Linguistic tagger incorrectly tagging as 'OtherWord'


I've been using NSLinguisticTagger with sentences and have been encountering a strange issue with sentences such as 'I am hungry' or 'I am drunk'. Whilst one would expect 'I' to be tagged as a pronoun, 'am' as a verb and 'hungry' as an adjective, they are not. Rather they are all tagged as OtherWord.

Is there something I'm doing incorrectly?

NSString *input = @"I am hungry";
NSLinguisticTaggerOptions options = NSLinguisticTaggerOmitWhitespace;
NSLinguisticTagger *tagger = [[NSLinguisticTagger alloc] initWithTagSchemes:[NSLinguisticTagger availableTagSchemesForLanguage:@"en"] options:options];
tagger.string = input;

[tagger enumerateTagsInRange:NSMakeRange(0, input.length) scheme:NSLinguisticTagSchemeNameTypeOrLexicalClass options:options usingBlock:^(NSString *tag, NSRange tokenRange, NSRange sentenceRange, BOOL *stop) {
    NSString *token = [input substringWithRange:tokenRange];
    NSString *lemma = [tagger tagAtIndex:tokenRange.location
                                  scheme:NSLinguisticTagSchemeLemma
                              tokenRange: NULL
                           sentenceRange:NULL];
    NSLog(@"%@ (%@) : %@\n", token, lemma, tag);
}];

And the output is:

I ((null)) : OtherWord
am ((null)) : OtherWord
hungry ((null)) : OtherWord

Solution

  • After quite some time in chat we found the issue:

    The sentence does not contain enough information to determine its language.
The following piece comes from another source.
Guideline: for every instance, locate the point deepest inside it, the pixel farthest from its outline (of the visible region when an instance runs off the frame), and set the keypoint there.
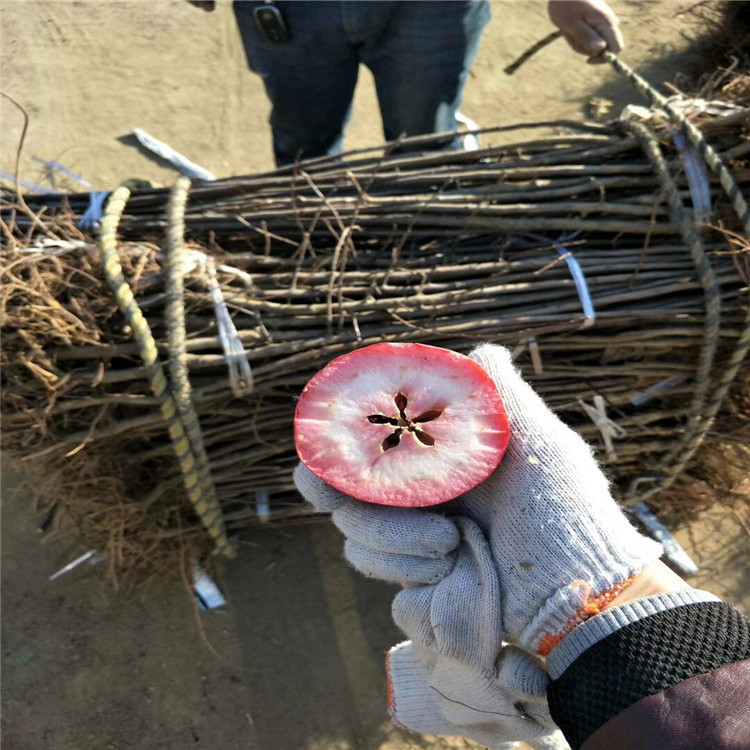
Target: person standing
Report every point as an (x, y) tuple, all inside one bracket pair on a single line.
[(420, 52)]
    To fix this you can either:

    add a demo sentence in your language of choice after your actual sentence. That should guarantee your preferred language gets detected.

    OR

    Tell the tagger what language to use: add the line

    [tagger setOrthography:[NSOrthography orthographyWithDominantScript:@"Latn" languageMap:@{@"Latn" : @[@"en"]}] range:NSMakeRange(0, input.length)];
    

    before the enumerate call. That way you explicitly tell the tagger what language you want the text to be in, in this case englisch (en) as part of the latin dominant language (Latn).

    If you dont know the language for sure, it may be usefull to use either of theses methods only as a fallback if the words get tagged as OtherWord meaning the language could not be detected.